Figure 1. Optimization of functional fetal cardiac cine exams based on DUS fetal cardiac gating. All images were acquired by a balanced turbo-field echo (bTFE) sequence on 1.5T. (A) Single-shot (SSh) bTFE without (left) and with (right) DUS fetal cardiac gating presented blurring due to long acquisition time and low signal due to disrupted bSSFP; (B) and (C) Multi-shot bTFE with DUS fetal cardiac gating in high temporal (B) and spatial (C) resolution showed clear myocardium-to-blood contrast and myocardial contractions in the cine loop. Details see text.

Figure 2. Functional cine exams of the fetal heart based on DUS fetal cardiac gating on 3.0T. (A) Selected images in 4-chamber view (4CH) at end systole (ES) and end diastole (ED). (B) Selected images from three adjacent short-axis slices (SAX) from ES to ED. Arrows indicated the fetal heart at ES and ED.

Figure 3. 4D flow exam of the fetal heart based on DUS fetal cardiac gating. Image examples with streamline visualization were selected from a case at 35 gestational weeks on 3.0T. Details see text.

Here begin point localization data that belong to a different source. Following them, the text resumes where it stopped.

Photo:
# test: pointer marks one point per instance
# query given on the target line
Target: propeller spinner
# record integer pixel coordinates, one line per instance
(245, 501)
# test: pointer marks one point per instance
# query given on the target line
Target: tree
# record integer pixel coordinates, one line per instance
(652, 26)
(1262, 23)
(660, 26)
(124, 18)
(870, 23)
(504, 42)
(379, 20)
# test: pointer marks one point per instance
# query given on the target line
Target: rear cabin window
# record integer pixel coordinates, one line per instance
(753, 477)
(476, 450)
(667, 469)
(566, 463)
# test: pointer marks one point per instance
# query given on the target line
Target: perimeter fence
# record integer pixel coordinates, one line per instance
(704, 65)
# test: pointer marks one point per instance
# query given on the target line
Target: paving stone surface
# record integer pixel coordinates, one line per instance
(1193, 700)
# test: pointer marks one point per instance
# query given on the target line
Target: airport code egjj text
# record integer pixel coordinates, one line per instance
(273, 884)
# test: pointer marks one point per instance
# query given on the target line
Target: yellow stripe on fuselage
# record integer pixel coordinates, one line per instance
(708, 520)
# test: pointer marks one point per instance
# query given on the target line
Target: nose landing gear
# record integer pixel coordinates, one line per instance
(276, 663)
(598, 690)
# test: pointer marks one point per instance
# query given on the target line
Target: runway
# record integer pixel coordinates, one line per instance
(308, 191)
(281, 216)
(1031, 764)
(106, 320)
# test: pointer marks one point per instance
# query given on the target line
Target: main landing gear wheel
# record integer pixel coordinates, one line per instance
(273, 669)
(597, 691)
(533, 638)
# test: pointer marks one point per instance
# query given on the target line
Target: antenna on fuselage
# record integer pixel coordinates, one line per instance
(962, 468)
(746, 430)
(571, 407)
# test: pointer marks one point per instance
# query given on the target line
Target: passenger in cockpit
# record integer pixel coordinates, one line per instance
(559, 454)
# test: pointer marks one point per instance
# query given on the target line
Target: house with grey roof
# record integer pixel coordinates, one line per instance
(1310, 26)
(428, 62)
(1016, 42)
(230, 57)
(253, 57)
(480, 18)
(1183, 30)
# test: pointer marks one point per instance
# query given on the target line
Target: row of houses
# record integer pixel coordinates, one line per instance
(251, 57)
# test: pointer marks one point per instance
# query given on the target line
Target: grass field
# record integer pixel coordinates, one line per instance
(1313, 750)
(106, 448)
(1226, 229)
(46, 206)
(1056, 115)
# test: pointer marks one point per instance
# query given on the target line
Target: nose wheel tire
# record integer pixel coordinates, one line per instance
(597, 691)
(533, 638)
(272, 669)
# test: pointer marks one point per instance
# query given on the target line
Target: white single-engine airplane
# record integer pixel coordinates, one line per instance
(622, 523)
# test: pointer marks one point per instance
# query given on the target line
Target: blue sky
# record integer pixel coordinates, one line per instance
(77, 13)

DA = ductus arteriosus; PA = pulmonary artery; AoD = descending aorta; AoA = ascending aorta; RH = right heart; LH = left heart


Figure 4. Native T1 mapping of the fetal heart based on DUS fetal cardiac gating. (A) Image example of a color-coded fetal myocardial T1 map in 4-chamber view. (B) Source images from the MOLLI acquisition obtained on 1.5T.